Lembro de acordar e
sentir cheiro de orvalho, encontrar o chão do quintal e as calçadas molhadas de
manhãzinha. Era assim todos os dias em São Paulo. E lembro de como odiava os
dias garoentos do outono e o frio no meu aniversário, no final de julho. E de
reclamar durante agosto inteiro de me levantar cedo para ir para a escola.
Detestava ter que me agasalhar demais, às vezes com toca e luvas, e ainda me
sentir gelada.
Mas tudo isso foi há
muito tempo, quando eu era criança. Já na faculdade de Geografia, aprendi com a
professora Magda Lombardo o que eram as ilhas de calor e como a urbanização
levou embora o orvalho e a garoa da cidade, aumentando sua temperatura. Nada
que se compare, porém, com este inverno atípico que assistimos agora, sem saber
se ele é apenas excepcional ou o novo normal.
A questão é que, para a
maior parte das pessoas, que gostam de sol e calor, este tem sido um inverno
bom, e estou entre elas. É delicioso não precisar usar casacões, poder dormir,
no máximo, com uma manta levinha, ver as sorveterias lotadas nos finais de
semana. Acordar cedo para fazer exercício é quase um prazer.
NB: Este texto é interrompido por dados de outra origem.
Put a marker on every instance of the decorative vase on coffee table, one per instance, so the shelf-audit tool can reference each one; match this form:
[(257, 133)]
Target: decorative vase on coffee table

Nosso dilema, como defende meu amigo Alexandre Mansur, é como lidar com a dissonância cognitiva do aquecimento global em nossas vidas. Costumamos nos encontrar, de vez em quando, para falar de literatura e desses temas nada amenos relacionados ao meio ambiente. Nosso último papo, no meio da última onda de frio na cidade, foi justamente sobre o não inverno que vivemos e o desafio de aproveitar algumas das benesses das mudanças climáticas, como o clima ameno fora de época, sem ilusões, assunto recente de sua coluna no jornal O Globo. Na sua última coluna, no fim de semana passado, ele volta ao tema a partir de uma chateação: por conta do calor, os “bichinhos da luz” chegaram prematuramente para nos irritar.
Sabemos que esse é um
incômodo pequeno, fácil de suportar, mas serve de alerta sobre outras mazelas
que estão aí e nem percebemos, como os problemas de saúde causados pela secura
do ar ou a poluição já tradicional desta época do ano, agora potencializada
pela fumaça dos incêndios amazônicos, que chegam pelos rios voadores. Ou a
possibilidade de voltarmos a conviver com uma seca como a de 2015, que quase
levou a cidade ao colapso, caso a redução das chuvas permaneça.
Longe de mim ser
mensageira do apocalipse – as pessoas costumam detestar ambientalistas,
cientistas e jornalistas por isso, e quero ser gostada -, mas não custa nada a
gente pensar um pouco sobre isso neste fim de semana, quando um friozinho
promete nos deixar mais encolhidos em casa.
Um dos trabalhos de que
participei, enquanto estava presa em casa por conta da pandemia de covid, em
2020, foi a edição do Plano de Ação Climática da cidade de São Paulo(PanClima), que consiste em uma série de ações para reduzir as emissões de gases do
efeito estufa no município até 2030 e de zerá-las até 2050. É um plano bem
completo, que poderia, ainda, deixar a cidade bem mais agradável de se viver.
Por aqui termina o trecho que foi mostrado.